Морозов поднял на него, полные глубокой боли глаза.
- Я убил человека. Опять.
15
«ХОСПИС»
15
В хоспис привезли тяжело больную женщину. Она была стара, тяжело больна – рак! - но неистово хваталась за жизнь. «Не дайте мне умереть», - всё бубнила она.
Её ввезли на каталке в гостиную, и женщина очень стонала.
- Арсений Арнольдович, на второй этаж? – спросила Лена.
Врач выстроились в ряд и галантно вели приём новоприбывшей, увы, умирающей.
- Нет, здесь, на первом, в угловой комнате, - распорядился он.
- Где Сушкова раньше была? – уточнила Лена.
Арсений кивнул и направился в свой кабинет оформлять документы. А женщину Лена повезла на каталке на её место.
В той, угловой комнате, тоже были специализированные медицинские кровати. Но сюда, очевидно, отправляли самых безнадёжных, исход жизни которых был предрешён, чтобы легче было увезти в «мертвецкую» .
В комнате к ней подошли Лора Арсеньевна и Анатолий Арсеньевич. Измерили давление, сделали общий досмотр, сверив данные с данными в медицинской карте.
- Ну? _ спросила Лена.
Лора Арсеньевна покачала головой, что означало, надежды нет. Женщине поставили укол, она закрыла глаза, уснув, и врачи ушли.

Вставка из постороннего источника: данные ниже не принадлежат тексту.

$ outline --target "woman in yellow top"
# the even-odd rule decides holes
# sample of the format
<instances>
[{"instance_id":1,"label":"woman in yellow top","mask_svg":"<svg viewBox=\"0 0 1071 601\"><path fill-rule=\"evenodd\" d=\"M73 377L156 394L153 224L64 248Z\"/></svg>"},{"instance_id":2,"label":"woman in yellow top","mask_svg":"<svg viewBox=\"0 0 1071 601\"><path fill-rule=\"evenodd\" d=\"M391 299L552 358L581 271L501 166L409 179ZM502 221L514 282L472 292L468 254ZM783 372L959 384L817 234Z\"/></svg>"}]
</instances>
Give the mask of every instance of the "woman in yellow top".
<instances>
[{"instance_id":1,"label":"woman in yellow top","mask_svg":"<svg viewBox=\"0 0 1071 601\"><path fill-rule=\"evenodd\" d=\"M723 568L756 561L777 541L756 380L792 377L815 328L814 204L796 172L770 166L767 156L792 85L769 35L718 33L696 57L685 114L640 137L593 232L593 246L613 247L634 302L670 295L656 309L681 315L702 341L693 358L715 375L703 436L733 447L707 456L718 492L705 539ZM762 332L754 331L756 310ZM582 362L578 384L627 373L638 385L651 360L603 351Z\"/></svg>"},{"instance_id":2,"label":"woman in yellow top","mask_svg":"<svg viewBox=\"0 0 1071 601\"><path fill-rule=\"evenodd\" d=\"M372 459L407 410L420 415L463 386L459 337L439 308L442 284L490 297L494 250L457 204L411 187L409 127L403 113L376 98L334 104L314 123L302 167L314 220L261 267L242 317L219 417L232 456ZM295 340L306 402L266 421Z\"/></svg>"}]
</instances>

Лена стала поправлять подушку у женщины, чтобы было чуть повыше. Мария стояла в изголовье и просто смотрела, чтобы знать, как ухаживать. Постояльцы из этой комнаты неофициально закреплялись за ней.
- Никогда не знаешь точно, что будет дальше, - зашептала она. – Маш, у нас тут умирала одна, четвёртая стадия была, терминальная. Умерла. Отвезли в «мертцецкую». А она, оказывается, напилась спирта и впала в алкогольную кому. Очухалась ночью и пошла бродить по коридору. Сиделку напугала – жуть! Та орала, как резаная. Уволилась на следующий день. А эту муж забрал домой. Оклемалась! Представляешь? С того света выкарабкалась, хотя шансов не было никаких! Медицина приговорила к смерти. Муж до машины на руках нёс. Нарадоваться не мог, что жива осталась. Ему ведь все уши прожужжали, чтобы гроб купил, на место на кладбище подобрал, а то лучшие участки расхватают. Издевались над мужиком, как хотели. А вон как вышло!
- Может, и эта выкарабкается, - предположила Мария.
- Может, - согласилась Лена. – Последний шанс всегда есть.
Они потихоньку вышли из комнаты и направились на веранду.
На улице было тепло, и постояльцы наслаждались чудесными июньскими днями.
Мария подошла к спецназовцу и сняла с него кофту. Он был настолько беспомощен, что сиделки порой воспринимали его как грудничка. Разрушался он в арифметической прогрессии. Ещё пару дней назад мог взять в руку чашку, а сейчас не держит.
Мария кормила его с ложечки. Он благодарно отрывал рот, проглатывал, но без конца теребил её: «Почему сама не ешь? Почему не ешь?» Когда Мария проводила его мимо кухни, он неизменно кричал повару: «Её-то, её-то покорми!» И Марию это очень трогало. Казалось бы, болезнь его полностью разбила. Однако остались в нём лучшие человеческие качества. Приезжали его дочки и немного рассказывали о его жизни. Он был из многодетной крестьянской семьи, девятым по счёту ребёнком. Всё сам. На редкость трудолюбивый! Золотые руки, золотая голова и чугунная задница. Захотел в элитное военное училище – от учебников не отрывался. Поступил. При каждом удобном случае матери помогал, лишнюю копейку, которая заводилась в его кармане, ей отправлял. А вот случилось с ним такая болезнь. Но дочки очень хотели, чтобы он в очень хороших условиях последние свои дни прожил.